Moxie Marlinspike

Early Life

Originally from Georgia, Marlinspike relocated to San Francisco in the late 1990s at age 18. The name Moxie Marlinspike is an assumed name, partly derived from a childhood nickname. Early in his career he worked for several technology companies, including enterprise infrastructure software maker BEA Systems.

Career

In 2010, Marlinspike co-founded Whisper Systems, an enterprise mobile security startup, where he served as chief technology officer. That same year, Whisper Systems launched TextSecure and RedPhone — applications providing end-to-end encrypted SMS messaging and encrypted voice calling, respectively. Twitter acquired Whisper Systems in late 2011, primarily to bring Marlinspike on board to strengthen the company's security posture. During his tenure as Twitter's head of cybersecurity, the firm open-sourced the Whisper Systems applications.

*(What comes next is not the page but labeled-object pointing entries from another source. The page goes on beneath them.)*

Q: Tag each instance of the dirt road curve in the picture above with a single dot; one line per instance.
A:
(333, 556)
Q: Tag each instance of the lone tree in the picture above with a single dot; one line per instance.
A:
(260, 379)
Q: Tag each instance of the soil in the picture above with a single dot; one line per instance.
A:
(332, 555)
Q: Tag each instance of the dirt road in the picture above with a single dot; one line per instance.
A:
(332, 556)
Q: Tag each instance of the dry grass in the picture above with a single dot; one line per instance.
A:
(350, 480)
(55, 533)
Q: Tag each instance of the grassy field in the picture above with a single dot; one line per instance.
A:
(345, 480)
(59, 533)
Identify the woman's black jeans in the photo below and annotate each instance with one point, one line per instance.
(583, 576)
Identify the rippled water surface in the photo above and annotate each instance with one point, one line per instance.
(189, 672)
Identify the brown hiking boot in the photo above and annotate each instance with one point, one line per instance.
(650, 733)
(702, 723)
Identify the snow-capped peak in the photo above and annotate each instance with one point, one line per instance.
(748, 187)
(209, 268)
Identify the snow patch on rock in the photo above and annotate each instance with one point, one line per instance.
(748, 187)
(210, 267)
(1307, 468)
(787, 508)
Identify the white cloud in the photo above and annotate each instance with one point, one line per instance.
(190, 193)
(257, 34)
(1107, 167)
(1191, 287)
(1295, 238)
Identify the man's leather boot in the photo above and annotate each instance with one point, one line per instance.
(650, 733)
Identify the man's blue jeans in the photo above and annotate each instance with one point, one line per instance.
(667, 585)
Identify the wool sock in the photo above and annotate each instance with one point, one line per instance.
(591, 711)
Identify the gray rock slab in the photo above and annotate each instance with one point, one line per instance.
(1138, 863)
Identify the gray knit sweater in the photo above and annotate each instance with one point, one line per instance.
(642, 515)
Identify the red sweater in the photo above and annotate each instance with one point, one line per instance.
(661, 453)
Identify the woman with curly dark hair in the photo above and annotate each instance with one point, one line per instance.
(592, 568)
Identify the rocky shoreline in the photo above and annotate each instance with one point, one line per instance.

Marlinspike departed Twitter in early 2013 and established Open Whisper Systems as a collaborative open source project to continue development of TextSecure and RedPhone. Around this time, he and fellow researcher Trevor Perrin began developing the Signal Protocol, an early version of which debuted in the TextSecure app in February 2014. In November 2015, Open Whisper Systems merged TextSecure and RedPhone into a single application called Signal. Between 2014 and 2016, Marlinspike collaborated with WhatsApp, Facebook, and Google to integrate the Signal Protocol into their respective messaging platforms.

On February 21, 2018, Marlinspike and WhatsApp co-founder Brian Acton announced the formation of the Signal Technology Foundation and its subsidiary, Signal Messenger LLC. Marlinspike served as Signal Messenger's first CEO until stepping down on January 10, 2022. In 2017, he also served as an early technical advisor to cryptocurrency company MobileCoin, which was designed to power in-app payments for Signal.

Security Research

Marlinspike has produced influential research across several areas of cryptography and network security.

In a 2009 paper, he introduced the concept of SSL stripping, a man-in-the-middle attack technique that could silently prevent a browser from upgrading to an SSL connection. He released an accompanying tool, sslstrip, to demonstrate the attack. The HTTP Strict Transport Security (HSTS) specification was subsequently developed in direct response to this work.

He also identified critical vulnerabilities in SSL/TLS implementations. A 2002 paper detailed how implementations failing to correctly verify the X.509 v3 BasicConstraints extension could be exploited to forge apparently valid CA-signed certificates for any domain. Affected implementations included Microsoft's CryptoAPI, exposing Internet Explorer and other Windows software to man-in-the-middle attacks; the same flaw was later found in Apple's iOS in 2011. A separate 2009 paper introduced the null-prefix attack on SSL certificates, demonstrating that major SSL implementations could be tricked into accepting forged certificates by embedding null characters into the Common Name field.

In 2011, Marlinspike presented at the Black Hat security conference in Las Vegas, outlining systemic problems with certificate authorities and releasing a software project called Convergence as a proposed replacement. In 2012, he and Perrin submitted an Internet Draft for TACK — a certificate pinning mechanism — to the Internet Engineering Task Force.

Also in 2012, Marlinspike and David Hulton presented research demonstrating that MS-CHAPv2 handshake security could be reduced to a single DES encryption, and made cracking hardware available as a public internet service.

In 2013, Marlinspike published emails he claimed were from Saudi Arabian telecom Mobily soliciting his assistance in surveilling customers. He declined and made the correspondence public; Mobily denied the allegations.

Recognition

In 2016, Fortune magazine included Marlinspike in its 40 Under 40 list, citing his role in encrypting the communications of more than a billion people. Wired named him to its Next List 2016 as one of 25 innovators shaping the future of business. In 2017, Marlinspike and Trevor Perrin received the Levchin Prize for Real World Cryptography for the development and widespread deployment of the Signal Protocol.

Personal Life

Marlinspike is a sailing enthusiast and master mariner. In 2004, he purchased a derelict sailboat, refurbished it with three friends, and sailed around the Bahamas, documenting the journey in a video zine titled Hold Fast. He identifies as an anarchist, and several of his essays and speeches — including "An Anarchist Critique of Democracy" and "The Promise of Defeat" — are published on The Anarchist Library.